A fervent defense strategy waged by a team of Goldberg Segalla litigators led to the dismissal of a lawsuit against a national retail client sued by a plaintiff whose purchase of new cabinets did not go as she planned.

The victory secured by partner John M. McConnell and attorney Courtney E. Darmofal underscores the value of identifying potentially responsible parties to transfer risk early on in the defense of a case, while also seeking relief through a meritorious dispositive motion.

The lawsuit against our client stemmed from the plaintiff’s purchase of custom cabinets from a Paramus, N.J. store in March 2020, just before the COVID-19 pandemic. The retailer contracted with, and paid, its manufacturer to make and deliver the cabinets. Upon producing the cabinetry, the manufacturer hired a local vendor to deliver the cabinets.

The plaintiff, however, then advised that due to COVID restrictions and other construction delays, she could not accept delivery of the cabinets until 2021. Thus, the delivery company held them, but after approximately 45 days began charging a daily holding fee.

Plaintiff claims that when she ultimately decided to accept delivery, she learned she was being charged a daily fee. So, rather than paying the fee, the plaintiff instead bought new cabinets and subsequently sued the delivery company and our client to recoup the cost of the cabinets purchased to replace the ones not delivered to her, as well as any storage fees the court found were incurred, and the costs of the new cabinets she purchased.

In waging our defense, our client first tendered to the manufacturer of the cabinets, arguing that under the contract, the manufacturer agreed to produce the cabinets, for which it was paid, and deliver them to the plaintiff.
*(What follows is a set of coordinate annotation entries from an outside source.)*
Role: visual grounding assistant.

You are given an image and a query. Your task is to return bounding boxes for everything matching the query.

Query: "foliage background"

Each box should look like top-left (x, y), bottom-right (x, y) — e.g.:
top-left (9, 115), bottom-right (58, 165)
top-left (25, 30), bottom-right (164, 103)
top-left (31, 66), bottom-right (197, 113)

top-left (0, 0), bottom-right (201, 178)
John and Courtney — vice chair and team member of Goldberg Segalla’s Business and Commercial practice group, respectively — argued that, under the contract, the manufacturer must defend and indemnify it, as plaintiff essentially claimed that the contract required both a manufacturing and delivering of the cabinets, but the delivery was not accomplished and it resultantly caused plaintiff to bring claims against their client.

The retailer also joined the manufacturer as a Third Party defendant. After learning of the manufacturer’s role, the plaintiff wrote to the court and advised she was also going to bring claims against the manufacturer as well.

While awaiting the manufacturer’s response to our tender, John and Courtney filed a motion for summary judgment seeking dismissal of all claims and cross-claims against the retailer, arguing it satisfied its duty to the plaintiff, but she did not accept the cabinets.

John and Courtney also argued our client did not manufacture, ship or store the cabinets, nor did it send the cabinets to the delivery company. Rather, it contracted with the manufacturer to manufacture and ship them, and therefore, our client did not breach any duty to the plaintiff as a matter of law.

The judge agreed and noted there were no issues of fact in dispute, and that our client was entitled to judgment as a matter of law. The judge also noted given the plaintiff’s plan to sue the manufacturer, a party exists from which she can still seek potential recovery rather than from our client.

The decision is important as it highlights how John and Courtney worked as a team with their client to develop a litigation strategy plan to identify potential risk transfer sources early, then executed the plan with zealous advocacy to the client’s satisfaction.

John is a partner in Goldberg Segalla’s Civil Litigation and Trial, Commercial Litigation and Arbitration, OSHA and Worksite Safety practice groups. Courtney is an attorney with our Commercial Litigation and Arbitration practice group. Both work from the firm’s Princeton office.